There were no findings of non-compliance.

🔍  October 2019: Critical Incident Inspection

The inspection for Forest Hill Long Term Care Home, conducted by Heath Heffernan, focused on a resident who experienced an unwitnessed fall, resulting in injury, hospitalization, and a significant change in their health status.

  • Plan of Care: The licensee failed to ensure a clear written plan of care regarding the use of a seat belt for the injured resident (resident #001). Despite a physician’s order stating that the resident should use a tilt wheelchair and seat belt, the nursing care plan, Kardex, Point of Care (POC) flow sheets, and electronic medication administration record (eMAR) did not include directions for using a seat belt. Consequently, the resident was not wearing their seat belt during observations, and staff members were unaware of the care requirement.

As a result of these findings, a Written Notification (WN) of non-compliance was issued, and a Voluntary Plan of Correction (VPC) was requested from the licensee.

🔍  March 2019: Complaints Inspection

The inspection for Forest Hill Long Term Care Home, conducted by Megan MacPhail, was a Complaint inspection.

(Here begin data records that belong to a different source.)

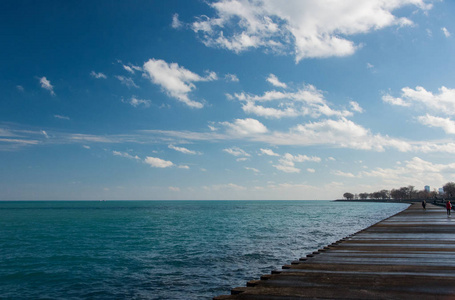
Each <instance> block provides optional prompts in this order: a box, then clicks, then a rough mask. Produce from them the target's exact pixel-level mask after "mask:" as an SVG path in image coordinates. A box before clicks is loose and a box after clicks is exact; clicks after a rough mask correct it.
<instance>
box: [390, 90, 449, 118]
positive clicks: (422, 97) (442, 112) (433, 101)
mask: <svg viewBox="0 0 455 300" xmlns="http://www.w3.org/2000/svg"><path fill="white" fill-rule="evenodd" d="M382 99H383V100H384V102H387V103H390V104H392V105H400V106H408V107H409V106H411V105H415V104H421V105H424V106H425V107H426V108H427V109H429V110H432V111H436V112H438V113H441V114H445V115H455V101H454V100H453V99H455V89H450V88H446V87H445V86H442V87H441V88H439V93H436V94H435V93H432V92H430V91H427V90H426V89H425V88H423V87H421V86H417V87H416V88H415V89H412V88H409V87H404V88H402V89H401V96H400V97H397V98H395V97H393V96H391V95H389V94H386V95H384V96H383V97H382Z"/></svg>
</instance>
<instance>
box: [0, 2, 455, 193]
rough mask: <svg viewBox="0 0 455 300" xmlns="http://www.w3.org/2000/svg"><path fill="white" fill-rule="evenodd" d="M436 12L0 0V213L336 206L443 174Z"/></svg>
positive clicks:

  • Plan of Care: The licensee failed to ensure that care specified in the plan of care was provided to resident #001. The resident’s plan of care indicated the use of a full sling for transfers, but on the specified date, a toileting sling was used instead by Personal Support Workers #109 and #110. This deviation from the prescribed plan of care led to a Written Notification (WN) of non-compliance being issued.

🔍  March 2019: Critical Incident Inspection

There were no findings of non-compliance.